For that matter, how good a model for modern centrism is Thomas Jefferson? Was the early U.S. a model of "deep" pluralism? Recall that until 1865 a large segment of the population was enslaved, slavery itself being defined by race. Jefferson knew that his doctrines and his ownership of slaves were inconsistent, but he described his dilemma thus: "we have the wolf by the ear, and we can neither hold him, nor safely let him go. Justice is in one scale, and self-preservation in the other." How different is this from the  "tribal" statecraft that compels any faction to trample the others, on the assumption that any other will do the same given a chance. Jefferson's idealism was compromised by his gut feeling that the white and black races were incompatible. He wasn't exactly the keenest advocate for economic development, either, as Alexander Hamilton could tell you. Jefferson's party opposed Hamilton's development agenda because they could not see past "Northern" merchants or industrialists benefiting at supposed "Southern" expense. Perhaps I'm being unfair to Friedman here, since I suspect he only used "Jefferson" symbolically, to signify "American values" if not "democracy." If so, however, that only proves him no less carelessly loose-lipped than the President, whose "red line" remark brought on the current crisis, or Secretary Kerry, whose stating of supposedly impossible terms may show us the way out, whether Kerry or Obama intended it that way or not.

4 comments:

Anonymous said...

I invite Mr. Friedman to put his money where his mouth is. Let him take up arms and lead this "centrist army" into the thick of things. Otherwise let him shut up.

Samuel Wilson said...

Don't you realize that it isn't his credibility on the line!?!
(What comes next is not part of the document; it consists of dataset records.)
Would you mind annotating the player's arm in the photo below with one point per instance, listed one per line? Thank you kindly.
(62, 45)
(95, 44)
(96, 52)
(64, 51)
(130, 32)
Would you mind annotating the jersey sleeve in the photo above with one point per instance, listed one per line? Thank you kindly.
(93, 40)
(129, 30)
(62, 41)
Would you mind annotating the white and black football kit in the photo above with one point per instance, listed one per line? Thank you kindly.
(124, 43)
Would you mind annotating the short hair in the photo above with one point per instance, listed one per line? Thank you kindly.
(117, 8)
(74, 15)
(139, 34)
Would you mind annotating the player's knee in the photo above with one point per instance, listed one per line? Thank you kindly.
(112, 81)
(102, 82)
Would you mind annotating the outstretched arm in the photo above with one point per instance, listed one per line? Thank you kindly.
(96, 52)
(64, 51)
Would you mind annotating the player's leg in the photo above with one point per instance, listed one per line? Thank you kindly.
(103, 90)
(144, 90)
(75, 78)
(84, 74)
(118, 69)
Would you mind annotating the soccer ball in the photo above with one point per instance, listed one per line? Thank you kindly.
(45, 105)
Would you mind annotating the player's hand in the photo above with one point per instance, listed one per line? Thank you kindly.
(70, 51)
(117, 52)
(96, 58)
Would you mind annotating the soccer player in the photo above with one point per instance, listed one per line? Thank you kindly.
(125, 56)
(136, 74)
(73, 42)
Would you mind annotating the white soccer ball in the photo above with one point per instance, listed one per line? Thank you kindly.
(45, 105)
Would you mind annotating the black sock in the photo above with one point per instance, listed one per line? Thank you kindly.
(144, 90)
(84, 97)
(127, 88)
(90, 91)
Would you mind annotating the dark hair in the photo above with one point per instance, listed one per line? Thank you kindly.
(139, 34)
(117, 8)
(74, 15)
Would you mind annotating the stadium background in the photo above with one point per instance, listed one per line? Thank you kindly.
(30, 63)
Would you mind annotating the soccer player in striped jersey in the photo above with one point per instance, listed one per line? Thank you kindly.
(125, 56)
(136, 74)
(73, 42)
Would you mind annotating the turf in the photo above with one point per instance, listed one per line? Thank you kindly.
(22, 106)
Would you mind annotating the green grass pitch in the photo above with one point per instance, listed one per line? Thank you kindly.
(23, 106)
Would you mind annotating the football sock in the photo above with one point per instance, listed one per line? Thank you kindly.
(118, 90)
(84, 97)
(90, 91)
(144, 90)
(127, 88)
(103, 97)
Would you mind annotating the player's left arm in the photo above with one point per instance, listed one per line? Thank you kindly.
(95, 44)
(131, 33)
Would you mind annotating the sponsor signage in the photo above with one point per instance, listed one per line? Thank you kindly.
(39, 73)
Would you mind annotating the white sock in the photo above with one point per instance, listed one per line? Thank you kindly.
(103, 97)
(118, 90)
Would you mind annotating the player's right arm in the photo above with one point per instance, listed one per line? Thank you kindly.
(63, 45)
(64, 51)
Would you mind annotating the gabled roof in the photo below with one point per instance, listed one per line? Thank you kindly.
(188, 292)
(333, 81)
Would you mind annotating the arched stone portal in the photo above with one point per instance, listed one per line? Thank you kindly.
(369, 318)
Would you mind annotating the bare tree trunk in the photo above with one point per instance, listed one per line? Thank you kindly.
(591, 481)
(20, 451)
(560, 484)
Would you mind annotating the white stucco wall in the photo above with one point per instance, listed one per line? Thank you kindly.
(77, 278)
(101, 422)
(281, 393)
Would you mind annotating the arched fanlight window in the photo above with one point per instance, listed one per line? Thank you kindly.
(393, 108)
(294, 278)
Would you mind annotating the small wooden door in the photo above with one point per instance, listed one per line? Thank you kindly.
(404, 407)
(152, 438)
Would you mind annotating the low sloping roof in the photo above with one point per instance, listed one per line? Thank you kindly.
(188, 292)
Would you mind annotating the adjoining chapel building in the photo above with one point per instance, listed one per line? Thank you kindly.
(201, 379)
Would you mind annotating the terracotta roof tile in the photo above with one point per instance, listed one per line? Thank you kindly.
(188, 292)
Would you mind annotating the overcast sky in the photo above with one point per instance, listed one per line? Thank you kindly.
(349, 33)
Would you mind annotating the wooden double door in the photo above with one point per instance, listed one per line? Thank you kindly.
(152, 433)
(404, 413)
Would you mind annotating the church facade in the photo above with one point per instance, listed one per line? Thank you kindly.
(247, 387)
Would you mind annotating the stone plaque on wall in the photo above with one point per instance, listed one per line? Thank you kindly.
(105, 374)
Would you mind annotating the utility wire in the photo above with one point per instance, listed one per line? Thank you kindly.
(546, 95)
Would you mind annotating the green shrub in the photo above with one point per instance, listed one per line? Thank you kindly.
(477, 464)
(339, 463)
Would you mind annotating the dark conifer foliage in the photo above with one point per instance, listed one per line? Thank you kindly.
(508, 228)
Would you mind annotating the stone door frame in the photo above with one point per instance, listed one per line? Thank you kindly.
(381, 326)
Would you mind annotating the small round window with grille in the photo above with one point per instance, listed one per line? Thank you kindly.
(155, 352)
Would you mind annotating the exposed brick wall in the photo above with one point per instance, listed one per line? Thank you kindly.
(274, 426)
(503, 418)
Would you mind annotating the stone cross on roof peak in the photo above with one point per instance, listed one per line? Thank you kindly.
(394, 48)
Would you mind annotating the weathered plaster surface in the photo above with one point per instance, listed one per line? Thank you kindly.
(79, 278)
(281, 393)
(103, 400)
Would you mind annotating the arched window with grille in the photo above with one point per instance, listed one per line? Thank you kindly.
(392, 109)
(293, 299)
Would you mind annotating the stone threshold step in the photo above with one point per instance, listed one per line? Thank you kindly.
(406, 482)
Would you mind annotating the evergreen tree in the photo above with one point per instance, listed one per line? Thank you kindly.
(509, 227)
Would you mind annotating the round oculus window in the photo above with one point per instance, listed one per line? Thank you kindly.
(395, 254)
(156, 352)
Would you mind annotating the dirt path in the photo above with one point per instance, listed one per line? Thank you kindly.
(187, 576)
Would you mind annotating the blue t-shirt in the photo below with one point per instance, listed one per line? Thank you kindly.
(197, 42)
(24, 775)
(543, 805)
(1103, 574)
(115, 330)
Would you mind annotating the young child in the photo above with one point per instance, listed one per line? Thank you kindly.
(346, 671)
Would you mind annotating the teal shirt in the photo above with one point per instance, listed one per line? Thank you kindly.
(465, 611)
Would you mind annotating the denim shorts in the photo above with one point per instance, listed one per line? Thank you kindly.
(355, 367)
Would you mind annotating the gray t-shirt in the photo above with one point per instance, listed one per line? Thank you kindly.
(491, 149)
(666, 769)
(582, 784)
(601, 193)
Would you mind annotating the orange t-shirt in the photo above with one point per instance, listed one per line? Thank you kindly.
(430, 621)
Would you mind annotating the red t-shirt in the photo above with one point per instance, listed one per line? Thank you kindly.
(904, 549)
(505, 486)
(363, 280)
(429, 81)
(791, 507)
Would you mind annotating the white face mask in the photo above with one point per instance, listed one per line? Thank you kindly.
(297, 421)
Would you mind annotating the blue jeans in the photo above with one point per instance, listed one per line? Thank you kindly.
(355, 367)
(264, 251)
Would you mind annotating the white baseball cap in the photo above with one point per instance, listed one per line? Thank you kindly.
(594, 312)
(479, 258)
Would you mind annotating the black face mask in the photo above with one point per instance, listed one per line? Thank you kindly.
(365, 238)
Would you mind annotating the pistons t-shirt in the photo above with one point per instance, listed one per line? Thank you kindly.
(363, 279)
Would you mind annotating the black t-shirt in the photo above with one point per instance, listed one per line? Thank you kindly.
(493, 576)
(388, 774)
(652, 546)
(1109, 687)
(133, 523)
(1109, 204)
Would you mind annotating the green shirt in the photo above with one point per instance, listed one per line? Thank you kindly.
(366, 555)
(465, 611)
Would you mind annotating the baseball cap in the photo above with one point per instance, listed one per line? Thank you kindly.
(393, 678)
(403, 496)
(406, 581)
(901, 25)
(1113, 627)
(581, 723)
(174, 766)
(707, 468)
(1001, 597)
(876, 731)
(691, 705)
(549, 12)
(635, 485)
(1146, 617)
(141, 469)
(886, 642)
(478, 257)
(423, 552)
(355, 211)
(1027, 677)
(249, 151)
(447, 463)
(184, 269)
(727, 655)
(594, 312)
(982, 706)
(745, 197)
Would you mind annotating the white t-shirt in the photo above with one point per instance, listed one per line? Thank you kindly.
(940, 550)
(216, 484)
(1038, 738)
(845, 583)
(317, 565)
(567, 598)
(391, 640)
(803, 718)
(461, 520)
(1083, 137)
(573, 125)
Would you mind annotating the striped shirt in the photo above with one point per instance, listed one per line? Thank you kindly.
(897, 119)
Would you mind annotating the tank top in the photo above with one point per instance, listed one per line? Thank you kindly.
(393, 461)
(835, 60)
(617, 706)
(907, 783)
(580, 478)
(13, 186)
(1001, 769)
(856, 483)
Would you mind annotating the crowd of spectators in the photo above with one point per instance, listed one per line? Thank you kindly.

On a slightly more serious note, the fact is that would-be humanitarians like Friedman have heard the "it's none of your business" argument for so long that they tend to ignore it when something really isn't any of their business. Slavery was none of their business; segregation was none of their business, etc., etc. It's one thing to hear and dismiss those arguments when something's happening in your own country, another once you've convinced yourself that your humanitarian impulses needn't respect any borders at all.

Anonymous said...

As I've said, he should feel free, as an individual, to act on those humanitarian instincts with his own effort. He should not expect our nation to bear the cost of those efforts when we get nothing out of it.

My original post was meant to be taken as serious. Anyone who feels they have the right to tell another nation how to run itself should go over to that nation and do so first hand. Not hidden away on a different continent, whining and cajoling others to act on his whim.

Samuel Wilson said...

I didn't question your seriousness, but was mocking Friedman's rant about credibility. But wouldn't you agree that good international relations would require each nation to restrain its more impulsive types from the sort of first-hand action you recommend?